The election is about to be held and the constitution needs to be considered. Once the Commander-in-Chief of the Defence Services Senior General Min Aung Hlaing has completed his duties and reported to the President, he will have to coordinate with the NDSC and announce the annulment of the ordinance transferring the sovereign power to the Commander-in-Chief of the Defence Services. Then, the question arises whether the State Administration Council (SAC), which was formed during the emergency period, will continue to exist or be dissolved. In addition, if the SAC is dissolved, it is necessary to consider which organization will lead to hold the election.
The State Administration Council (SAC), is a state executive body that was created through the NDSC during the political crisis of 2021. The NDSC, held on February 1, 2021, vested all three branches of power in the Commander-in-Chief of the Armed Forces, Senior General Min Aung Hlaing. The Commander-in-Chief of the Armed Forces, who is authorized to exercise all three branches of power under Sections 417 and 418 (a) of the Constitution, formed the SAC using Article 419. He assumed the position of Chairman of the SAC. Simply put, the NDSC vested power in the Commander-in-Chief of the Armed Forces, who then exercises separate power through an organization called the SAC. In other words, the SAC came into being only because of the Commander-in-Chief of the Armed Forces, and if the Commander-in-Chief of the Armed Forces wishes to dissolve it, it will end. In that case, the promise of SAC Chairman Senior General Min Aung Hlaing, who is also the Commander-in-Chief of the Armed Forces, to hold elections can be seen as an indirect announcement that the organization called SAC will soon be abolished.

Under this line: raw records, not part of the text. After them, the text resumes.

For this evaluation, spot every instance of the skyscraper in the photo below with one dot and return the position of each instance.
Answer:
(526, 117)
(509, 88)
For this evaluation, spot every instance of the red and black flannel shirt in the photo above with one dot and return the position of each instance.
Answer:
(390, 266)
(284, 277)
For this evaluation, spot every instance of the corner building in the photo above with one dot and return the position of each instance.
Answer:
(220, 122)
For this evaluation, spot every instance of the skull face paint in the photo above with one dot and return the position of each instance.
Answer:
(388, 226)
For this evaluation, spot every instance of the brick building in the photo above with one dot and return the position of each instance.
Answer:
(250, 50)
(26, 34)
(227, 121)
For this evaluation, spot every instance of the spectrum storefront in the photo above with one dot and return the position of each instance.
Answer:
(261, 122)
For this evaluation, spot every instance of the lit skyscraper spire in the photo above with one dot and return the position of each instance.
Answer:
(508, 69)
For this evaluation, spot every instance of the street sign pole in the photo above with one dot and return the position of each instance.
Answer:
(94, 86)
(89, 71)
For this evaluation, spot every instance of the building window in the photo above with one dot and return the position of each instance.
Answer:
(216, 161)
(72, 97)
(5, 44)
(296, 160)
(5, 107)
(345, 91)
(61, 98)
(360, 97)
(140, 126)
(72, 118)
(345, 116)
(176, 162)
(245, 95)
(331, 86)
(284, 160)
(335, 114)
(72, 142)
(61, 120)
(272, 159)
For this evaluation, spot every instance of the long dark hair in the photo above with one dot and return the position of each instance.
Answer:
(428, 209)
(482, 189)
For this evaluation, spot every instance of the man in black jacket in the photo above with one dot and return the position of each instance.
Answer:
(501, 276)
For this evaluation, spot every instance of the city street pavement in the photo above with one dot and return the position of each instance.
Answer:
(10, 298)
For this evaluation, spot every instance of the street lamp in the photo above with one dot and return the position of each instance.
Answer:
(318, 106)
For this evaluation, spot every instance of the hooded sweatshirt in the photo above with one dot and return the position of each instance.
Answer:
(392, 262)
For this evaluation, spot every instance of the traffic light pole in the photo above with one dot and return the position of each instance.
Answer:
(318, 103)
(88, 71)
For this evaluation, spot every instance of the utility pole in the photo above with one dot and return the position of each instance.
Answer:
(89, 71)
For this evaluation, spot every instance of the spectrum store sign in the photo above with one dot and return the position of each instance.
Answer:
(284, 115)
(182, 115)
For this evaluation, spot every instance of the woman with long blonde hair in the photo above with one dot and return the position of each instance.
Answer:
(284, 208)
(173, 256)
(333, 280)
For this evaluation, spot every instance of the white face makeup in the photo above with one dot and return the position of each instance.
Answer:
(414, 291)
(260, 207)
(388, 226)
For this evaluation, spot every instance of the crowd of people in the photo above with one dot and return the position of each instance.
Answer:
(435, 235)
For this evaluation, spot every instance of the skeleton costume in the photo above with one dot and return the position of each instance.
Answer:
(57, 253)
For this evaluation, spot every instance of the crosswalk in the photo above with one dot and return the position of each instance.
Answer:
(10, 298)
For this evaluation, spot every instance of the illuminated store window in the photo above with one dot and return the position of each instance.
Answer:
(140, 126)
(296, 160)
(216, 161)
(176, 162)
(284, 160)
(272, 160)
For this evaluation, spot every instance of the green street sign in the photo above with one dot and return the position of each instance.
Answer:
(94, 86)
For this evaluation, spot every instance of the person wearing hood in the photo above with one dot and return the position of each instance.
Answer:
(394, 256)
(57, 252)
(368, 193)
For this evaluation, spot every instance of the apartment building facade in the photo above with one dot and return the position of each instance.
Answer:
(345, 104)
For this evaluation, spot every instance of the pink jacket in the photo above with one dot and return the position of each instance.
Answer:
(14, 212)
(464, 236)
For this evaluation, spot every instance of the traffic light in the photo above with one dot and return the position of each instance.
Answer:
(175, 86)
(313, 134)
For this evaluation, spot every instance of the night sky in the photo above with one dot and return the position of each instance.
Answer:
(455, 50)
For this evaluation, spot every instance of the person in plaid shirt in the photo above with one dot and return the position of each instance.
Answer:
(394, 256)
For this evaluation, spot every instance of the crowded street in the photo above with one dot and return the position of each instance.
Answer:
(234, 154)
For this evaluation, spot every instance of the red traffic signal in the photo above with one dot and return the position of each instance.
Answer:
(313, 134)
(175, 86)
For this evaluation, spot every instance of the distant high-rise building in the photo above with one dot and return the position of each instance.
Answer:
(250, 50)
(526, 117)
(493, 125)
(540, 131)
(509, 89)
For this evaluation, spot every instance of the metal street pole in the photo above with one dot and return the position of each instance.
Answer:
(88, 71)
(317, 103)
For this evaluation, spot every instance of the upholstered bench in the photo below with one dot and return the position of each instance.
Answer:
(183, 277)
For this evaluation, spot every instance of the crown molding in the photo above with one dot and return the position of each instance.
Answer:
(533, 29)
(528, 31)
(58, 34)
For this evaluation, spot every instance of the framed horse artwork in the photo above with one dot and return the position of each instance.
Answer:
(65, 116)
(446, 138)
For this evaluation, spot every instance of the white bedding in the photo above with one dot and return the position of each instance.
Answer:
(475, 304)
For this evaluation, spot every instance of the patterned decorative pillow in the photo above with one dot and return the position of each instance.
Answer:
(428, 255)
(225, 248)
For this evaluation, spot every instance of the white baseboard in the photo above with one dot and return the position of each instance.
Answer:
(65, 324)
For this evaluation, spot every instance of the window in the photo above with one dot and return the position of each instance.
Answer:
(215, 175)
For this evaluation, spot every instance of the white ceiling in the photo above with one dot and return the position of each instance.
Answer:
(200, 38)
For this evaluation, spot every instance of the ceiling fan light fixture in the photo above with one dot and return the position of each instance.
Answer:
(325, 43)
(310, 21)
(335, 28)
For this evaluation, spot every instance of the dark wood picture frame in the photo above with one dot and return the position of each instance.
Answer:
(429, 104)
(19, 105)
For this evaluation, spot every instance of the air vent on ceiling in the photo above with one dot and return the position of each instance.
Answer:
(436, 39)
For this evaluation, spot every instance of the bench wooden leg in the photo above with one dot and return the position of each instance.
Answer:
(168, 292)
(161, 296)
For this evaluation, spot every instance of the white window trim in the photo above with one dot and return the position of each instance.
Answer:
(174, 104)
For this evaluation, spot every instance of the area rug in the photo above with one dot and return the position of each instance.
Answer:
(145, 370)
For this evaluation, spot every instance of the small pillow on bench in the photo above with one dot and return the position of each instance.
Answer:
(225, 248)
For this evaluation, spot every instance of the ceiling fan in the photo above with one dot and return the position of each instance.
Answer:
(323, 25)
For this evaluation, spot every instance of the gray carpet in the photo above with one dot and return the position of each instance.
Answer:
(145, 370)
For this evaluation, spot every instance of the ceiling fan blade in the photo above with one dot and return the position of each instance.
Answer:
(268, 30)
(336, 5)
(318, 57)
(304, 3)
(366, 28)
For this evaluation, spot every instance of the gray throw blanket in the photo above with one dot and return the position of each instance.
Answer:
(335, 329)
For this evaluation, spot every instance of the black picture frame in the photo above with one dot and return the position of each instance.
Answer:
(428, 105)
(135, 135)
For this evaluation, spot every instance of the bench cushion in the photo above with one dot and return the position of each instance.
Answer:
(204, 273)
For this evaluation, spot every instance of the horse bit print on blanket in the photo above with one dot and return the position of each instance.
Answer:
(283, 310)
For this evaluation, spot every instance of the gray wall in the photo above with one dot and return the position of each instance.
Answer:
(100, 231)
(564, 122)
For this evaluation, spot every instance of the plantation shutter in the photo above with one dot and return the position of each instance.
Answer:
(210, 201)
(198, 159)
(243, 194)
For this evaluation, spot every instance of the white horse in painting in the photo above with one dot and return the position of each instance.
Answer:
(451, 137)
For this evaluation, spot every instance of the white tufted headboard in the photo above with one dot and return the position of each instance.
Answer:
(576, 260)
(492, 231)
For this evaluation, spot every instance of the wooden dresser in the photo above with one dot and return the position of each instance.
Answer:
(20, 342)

Furthermore, if the election is mandatory, Section 426 should be used. If this section is used, the Commander-in-Chief of the Defence Services will no longer have the right to exercise all three branches of state power. Once the Commander-in-Chief of the Defence Services returns the three branches of state power entrusted to him to the NDSC, the SAC that he formed will also be considered to have automatically dissolved. Therefore, the dissolution of the SAC can be seen and heard on the night of July 31 or the morning of August 1. However, the loopholes in the constitution should not be forgotten.
There are certain circumstances where a SAC may not be dissolved. The Council, formed by the Commander-in-Chief of the Armed Forces, can continue to exist even after the Commander-in-Chief of the Armed Forces has handed over all three branches of power, by decision of the NDSC. The NDSC must hold elections within six months of the handover of power under Section 426, and then under Section 429. The exercise of power is also governed by Section 427. Even if Hluttaws are formed through elections, the NDSC has the right to exercise state power until a new President is elected under Section 427 (b), and it has the right to delegate executive and judicial powers from the three branches of power to appropriate individuals and organizations. However, leaving the NDSC in place without abolishing it offers limited options for consideration, as it could lead to undesirable complications.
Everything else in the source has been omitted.